Based in Toronto, Canada, Nancy Matsumoto is a writer and editor who covers sustainable agriculture, food, sake, arts and culture.

In Spain, an Ancient Japanese Fish Processing Technique


In America we know it as the imitation crab stick of the California roll. In Japan it commonly appears as kamaboko (fish cake), and in China as fish balls. I'm talking about surimi, a resourceful product that makes use of fish protein that would otherwise go to waste. It came as a surprise, though, to find surimi being hawked in Madrid's Mercado de San Miguel.


There, I came across a food cart run by Ale Vin Cocina Creativa, selling surimi in the form of gulas, short for angulas. These are the tiny, two-inch-long elver eels that they resemble, which are much loved by Basques but in dwindling supply.  It all made more sense after reading this 1994 New York Times article  by Mark Kurlansky. Back then, Basques looked upon these imitation gulas with suspicion, checking to see if the worm-like creatures had faces on them before partaking. Funny, since many Americans would have the opposite problem, finding it hard to each something that small with a face.

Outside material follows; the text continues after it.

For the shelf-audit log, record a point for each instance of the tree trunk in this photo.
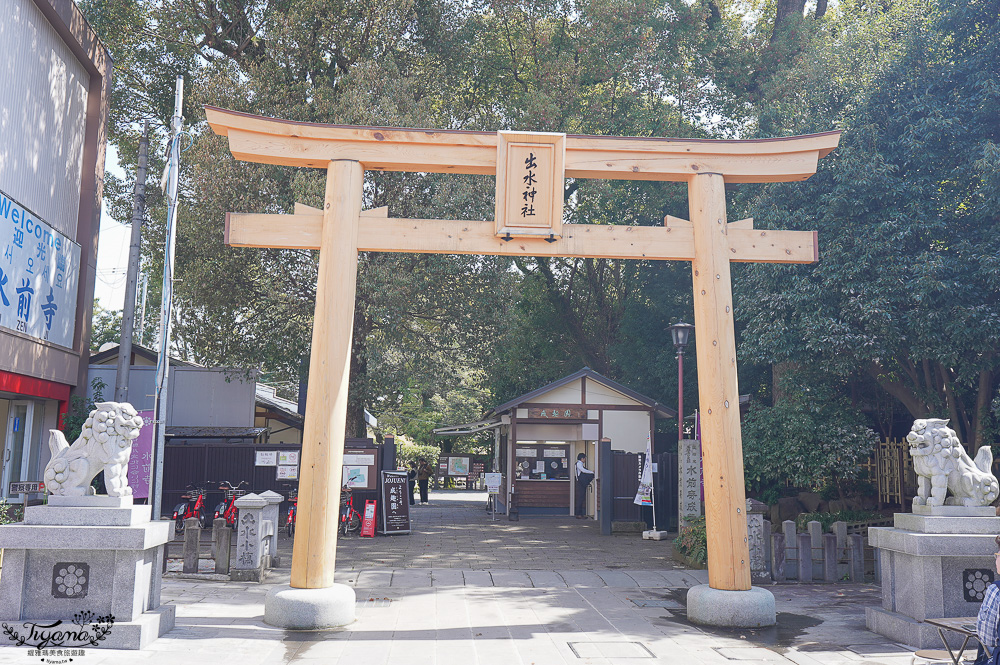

Gulas are traditionally served with olive oil, garlic and peppers;
these are garlic flavored. 

Gula tapas.
Twenty years after Kurlanskly wrote this article, though, these surimi gulas are now taken for granted as a necessity and a form of sustainable fishing and eating. This article describes a new partnership to create gulas from Norwegian salmon. As the explanatory placard at Ale Vin's cart describes, making these faux gulas harnesses "an ancient technique from Japan." White meat from five Alaska pollock become a kilogram of gula surimi through that addition of color and flavor, and after, I assume, the paste is extruded into gula look-alike shapes. The result: "Pure fish protein with high nutritional value."